Si taceva del disgusto delle cameriere, che al mattino dovevano camminare sul pavimento brulicante di formiche e lombrichi e dovevano proteggersi i capelli dall’assalto delle falene e delle cavallette. Si taceva dei decotti di erbe che la balia teneva pronti per medicare le morsicature e i gonfiori che ricoprivano la pelle di Caterina. Si leggeva delle parole arcane che pronunciava nel mezzo di un discorso comune, riferendole come ispirate dagli angeli per comunicare con le creature terrene. Si taceva del precettore che indefessamente, da nove anni, cercava di insegnarle la pronuncia corretta delle frasi più semplici, ottenendo in cambio sputi e morsi.
Si parlava del suo amore per i più poveri e sfortunati e del modo con cui aveva preso a cuore la sorte di Michele, il garzone di stalla, diciassettenne, istupidito dalle febbri terzane. Si diceva di come gli portava un pezzo del pandolce conservato apposta dalla colazione, dei libri illustrati che gli regalava, perché conoscesse le cose del mondo.
Non si parlava però del giorno in cui tornò dal fienile spettinata e sudata, con le guance rosse, rigate di lacrime e i lividi sui polsi sottili, né delle fughe notturne che da quel giorno la piccola Caterina mise in atto a dispetto della sorveglianza che da sempre la balia esercitava sui suoi sonni inquieti.
Il vescovo era molto occupato; preso dagli uffici della sua carica non ebbe per molto tempo l’occasione di farsi leggere dai suoi segretari la petizione dei parroci di campagna. Ma nel frattempo l’andirivieni di oranti prese a noia ai genitori di Caterina. I fiori ed gli ex voto intralciavano il passo e il mormorio delle preghiere li assordava. Il puzzo dei villici, misto all’incenso e all’odore marcio dei gigli di campo, ristagnava nell’atrio, rendendo l’aria irrespirabile.
Imbarazzati dallo spettacolo e dalla promiscuità i signori delle proprietà confinanti non osavano più rendere visita, non si poteva uscire dal lutto, non si potevano riprendere gli svaghi e la vita sociale. Inoltre la bellezza di Caterina si andava corrompendo. Quella bimba di cera scopriva pian piano i denti in un ghigno crudele.
Così, per rompere quella catena di dolore e rimpianto, che loro stessi avevano forgiato per tenere attaccata al mondo la loro creatura defunta, i genitori di Caterina mandarono a chiamare Michele, il garzone di stalla, che confessò il suo delitto in cambio della minaccia della frusta e della promessa di una sposa e un nuovo impiego nella tenuta di Corte Vecchia, a due giorni di viaggio da lì.

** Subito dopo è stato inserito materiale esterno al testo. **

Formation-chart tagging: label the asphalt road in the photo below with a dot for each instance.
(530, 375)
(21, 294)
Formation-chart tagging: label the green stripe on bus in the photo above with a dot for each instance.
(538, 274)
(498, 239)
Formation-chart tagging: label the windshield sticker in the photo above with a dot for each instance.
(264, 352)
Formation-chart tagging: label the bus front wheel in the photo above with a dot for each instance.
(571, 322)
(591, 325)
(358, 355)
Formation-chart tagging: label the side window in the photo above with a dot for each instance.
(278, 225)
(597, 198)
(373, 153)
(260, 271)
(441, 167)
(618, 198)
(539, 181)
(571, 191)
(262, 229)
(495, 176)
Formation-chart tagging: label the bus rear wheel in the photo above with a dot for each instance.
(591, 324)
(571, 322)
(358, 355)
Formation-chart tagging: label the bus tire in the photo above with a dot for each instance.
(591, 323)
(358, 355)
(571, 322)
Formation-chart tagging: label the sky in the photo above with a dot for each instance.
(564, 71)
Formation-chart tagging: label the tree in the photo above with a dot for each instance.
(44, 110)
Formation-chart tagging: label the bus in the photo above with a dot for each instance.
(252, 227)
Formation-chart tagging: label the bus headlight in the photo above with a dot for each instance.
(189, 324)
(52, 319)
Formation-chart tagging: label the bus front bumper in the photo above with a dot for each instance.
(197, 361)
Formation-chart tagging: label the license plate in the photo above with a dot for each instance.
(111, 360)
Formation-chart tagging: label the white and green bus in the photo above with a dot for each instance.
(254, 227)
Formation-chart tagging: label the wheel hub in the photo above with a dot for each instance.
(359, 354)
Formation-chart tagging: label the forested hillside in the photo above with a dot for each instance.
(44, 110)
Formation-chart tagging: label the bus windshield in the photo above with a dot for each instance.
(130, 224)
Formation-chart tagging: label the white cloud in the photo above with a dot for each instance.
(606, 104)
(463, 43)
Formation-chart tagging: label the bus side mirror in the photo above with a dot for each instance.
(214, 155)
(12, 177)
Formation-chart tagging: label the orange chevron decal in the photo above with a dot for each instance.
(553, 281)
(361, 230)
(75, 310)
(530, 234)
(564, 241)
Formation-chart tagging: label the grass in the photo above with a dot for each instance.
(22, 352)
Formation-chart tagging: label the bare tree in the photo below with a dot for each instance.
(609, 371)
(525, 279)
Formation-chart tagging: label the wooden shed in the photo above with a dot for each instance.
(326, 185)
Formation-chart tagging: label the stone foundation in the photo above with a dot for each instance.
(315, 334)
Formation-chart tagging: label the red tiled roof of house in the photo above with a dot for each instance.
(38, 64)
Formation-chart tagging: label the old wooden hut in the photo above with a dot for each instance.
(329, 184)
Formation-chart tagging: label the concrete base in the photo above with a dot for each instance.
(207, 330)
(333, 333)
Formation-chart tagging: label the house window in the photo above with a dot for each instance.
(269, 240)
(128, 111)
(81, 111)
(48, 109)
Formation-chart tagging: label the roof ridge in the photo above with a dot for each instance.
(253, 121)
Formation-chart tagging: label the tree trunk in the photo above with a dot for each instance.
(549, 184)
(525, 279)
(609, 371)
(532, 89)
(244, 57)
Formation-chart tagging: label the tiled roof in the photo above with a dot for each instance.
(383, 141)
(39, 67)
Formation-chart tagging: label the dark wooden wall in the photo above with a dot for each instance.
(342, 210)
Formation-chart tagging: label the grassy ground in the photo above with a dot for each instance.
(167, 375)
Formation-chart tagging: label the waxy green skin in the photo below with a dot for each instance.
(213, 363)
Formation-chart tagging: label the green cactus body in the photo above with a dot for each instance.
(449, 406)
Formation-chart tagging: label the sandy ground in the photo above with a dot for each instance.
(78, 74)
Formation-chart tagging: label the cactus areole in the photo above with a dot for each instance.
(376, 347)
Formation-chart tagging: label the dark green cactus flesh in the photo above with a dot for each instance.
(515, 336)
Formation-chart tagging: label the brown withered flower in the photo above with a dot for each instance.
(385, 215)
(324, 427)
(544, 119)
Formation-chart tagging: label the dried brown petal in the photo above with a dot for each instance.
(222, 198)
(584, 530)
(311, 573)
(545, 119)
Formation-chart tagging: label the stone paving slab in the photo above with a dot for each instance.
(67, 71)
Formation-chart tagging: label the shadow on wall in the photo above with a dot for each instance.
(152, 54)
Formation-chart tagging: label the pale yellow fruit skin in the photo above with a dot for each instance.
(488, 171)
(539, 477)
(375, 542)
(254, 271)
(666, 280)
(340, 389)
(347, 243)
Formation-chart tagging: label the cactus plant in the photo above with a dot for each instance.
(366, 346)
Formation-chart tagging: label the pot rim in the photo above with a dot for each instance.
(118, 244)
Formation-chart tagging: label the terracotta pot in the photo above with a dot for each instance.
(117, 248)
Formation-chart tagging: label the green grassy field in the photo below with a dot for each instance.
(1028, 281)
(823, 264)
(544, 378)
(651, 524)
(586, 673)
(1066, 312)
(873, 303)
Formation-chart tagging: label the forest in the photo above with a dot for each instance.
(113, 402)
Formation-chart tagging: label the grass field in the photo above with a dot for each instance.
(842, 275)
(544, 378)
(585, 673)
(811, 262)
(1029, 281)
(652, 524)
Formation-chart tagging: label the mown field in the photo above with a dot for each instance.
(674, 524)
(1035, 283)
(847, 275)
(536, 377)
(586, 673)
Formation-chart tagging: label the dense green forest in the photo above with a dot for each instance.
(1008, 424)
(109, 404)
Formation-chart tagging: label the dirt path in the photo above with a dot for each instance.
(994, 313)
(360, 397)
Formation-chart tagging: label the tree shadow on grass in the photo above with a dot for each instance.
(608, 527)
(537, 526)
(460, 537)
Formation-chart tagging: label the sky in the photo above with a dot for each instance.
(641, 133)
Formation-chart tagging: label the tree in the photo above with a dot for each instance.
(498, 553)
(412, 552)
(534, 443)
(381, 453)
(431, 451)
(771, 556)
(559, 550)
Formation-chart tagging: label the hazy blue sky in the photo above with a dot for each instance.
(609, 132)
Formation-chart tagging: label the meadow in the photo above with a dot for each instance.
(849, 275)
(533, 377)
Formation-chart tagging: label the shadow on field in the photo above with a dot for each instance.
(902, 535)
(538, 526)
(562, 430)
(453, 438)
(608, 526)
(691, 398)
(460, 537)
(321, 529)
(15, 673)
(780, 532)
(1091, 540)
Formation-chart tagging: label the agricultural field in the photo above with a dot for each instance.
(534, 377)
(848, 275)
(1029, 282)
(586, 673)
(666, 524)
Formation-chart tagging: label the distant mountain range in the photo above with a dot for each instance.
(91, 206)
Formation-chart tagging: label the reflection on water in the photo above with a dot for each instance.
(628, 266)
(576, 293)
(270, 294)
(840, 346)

Da quel momento voci ambigue e raccapriccianti iniziarono a circolare per le campagne, e i contadini genuflessi nell’atrio si sussurravano, fra una lode e un amen, particolari scabrosi sulle abitudini depravate della piccola che erano corsi a venerare. Sparirono le copie del ritratto dai poveri focolari, appassirono i gigli di campo nell’atrio e l’orribile simulacro della bellissima folle bambina venne forzato dal piede di porco.
Mentre il cristallo si frantumava in una rete di crepe sottili l’aria inceneriva i capelli di seta, la veste di tulle e di organza, le membra ed il volto di cartapecora, e le trentadue perle rotonde dei denti caddero contemporaneamente sulla polvere color caramello. Quando il Vescovo e il suo seguito giunsero in visita, si aprirono i saloni della villa, si pulirono argenti e si stesero tovaglie di bisso e, dopo una messa di suffragio nella cappella funeraria ed un pranzo di gala alla presenza di tutta la nobiltà del vicinato, gli si regalò il ritratto d’oro e d’argento antico della vergine Caterina.
Commosso dalla storia della breve vita pura e sedotto dalla tenera bellezza del ritratto, il vescovo promise di intitolarle la parrocchiale.